Poch s’arrêta en jetant un regard méfiant sur son compagnon de route, toujours immobile et qui semblait dormir. Peut-être en avait-il trop dit là-dessus… Et, reprenant :

« Oui, Broks, riches à notre façon ! Aussi, avec nos économies, je pense que Zénaïde fera bien d’acheter un petit fonds d’épicerie !… Il y en a un à vendre près du port…

— Et je te promets une belle clientèle, ami Poch ! s’écria le conducteur.

— Merci, Broks, merci d’avance ! Tu me devras bien cela pour le festin où je te garde une place.

— Laquelle ?…

— Pas loin de la mariée ! Et tu verras comme Zénaïde sera encore belle dans sa robe de noce, la couronne de myrte sur la tête et avec le collier que lui donne Mme Johausen.

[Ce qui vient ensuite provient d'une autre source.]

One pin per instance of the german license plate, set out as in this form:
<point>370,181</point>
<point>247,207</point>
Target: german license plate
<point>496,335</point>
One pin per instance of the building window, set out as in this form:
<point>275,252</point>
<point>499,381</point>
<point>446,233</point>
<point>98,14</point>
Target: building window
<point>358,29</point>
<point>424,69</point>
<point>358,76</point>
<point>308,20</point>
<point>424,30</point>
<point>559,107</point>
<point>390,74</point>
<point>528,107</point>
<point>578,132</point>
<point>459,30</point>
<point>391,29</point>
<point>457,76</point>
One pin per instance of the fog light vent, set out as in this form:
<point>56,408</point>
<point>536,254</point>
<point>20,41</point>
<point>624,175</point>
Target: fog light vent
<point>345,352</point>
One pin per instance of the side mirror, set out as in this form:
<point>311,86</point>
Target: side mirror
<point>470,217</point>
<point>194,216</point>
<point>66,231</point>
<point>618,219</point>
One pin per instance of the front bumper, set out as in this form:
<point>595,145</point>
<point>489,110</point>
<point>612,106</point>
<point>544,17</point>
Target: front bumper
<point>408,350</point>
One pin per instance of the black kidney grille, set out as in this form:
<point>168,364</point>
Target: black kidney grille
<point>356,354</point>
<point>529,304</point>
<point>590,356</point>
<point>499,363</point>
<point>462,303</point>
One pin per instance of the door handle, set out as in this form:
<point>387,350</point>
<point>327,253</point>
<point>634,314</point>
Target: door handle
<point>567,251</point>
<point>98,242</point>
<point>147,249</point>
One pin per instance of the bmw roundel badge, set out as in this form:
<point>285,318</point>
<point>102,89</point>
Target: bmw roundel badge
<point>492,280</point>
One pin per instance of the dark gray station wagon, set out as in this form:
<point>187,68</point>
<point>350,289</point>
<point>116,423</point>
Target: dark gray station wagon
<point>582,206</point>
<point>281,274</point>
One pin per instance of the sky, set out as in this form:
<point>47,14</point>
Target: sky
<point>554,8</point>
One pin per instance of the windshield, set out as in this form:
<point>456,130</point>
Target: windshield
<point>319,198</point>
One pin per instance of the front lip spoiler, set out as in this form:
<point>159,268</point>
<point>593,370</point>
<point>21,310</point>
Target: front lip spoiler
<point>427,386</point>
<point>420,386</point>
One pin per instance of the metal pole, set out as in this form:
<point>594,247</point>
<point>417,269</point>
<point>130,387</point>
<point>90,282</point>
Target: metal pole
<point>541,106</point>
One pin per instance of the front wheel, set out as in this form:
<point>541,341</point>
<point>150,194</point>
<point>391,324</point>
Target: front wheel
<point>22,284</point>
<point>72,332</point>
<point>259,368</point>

— Je te crois, Poch, je te crois !… Une si bonne femme ne peut être qu’une belle femme… À quand la cérémonie ?…

— Dans quatre jours, Broks, le 16 du courant… Et voilà pourquoi je te dis : Presse les iemschicks !… Je ne leur marchanderai pas les petits verres !… Mais qu’ils ne laissent point les chevaux s’endormir entre les brancards !… C’est un fiancé que ta malle emporte, et il ne faut pas qu’il vieillisse trop pendant le voyage !

— Oui ! Zénaïde ne voudrait plus de toi !… répondit en riant le joyeux conducteur.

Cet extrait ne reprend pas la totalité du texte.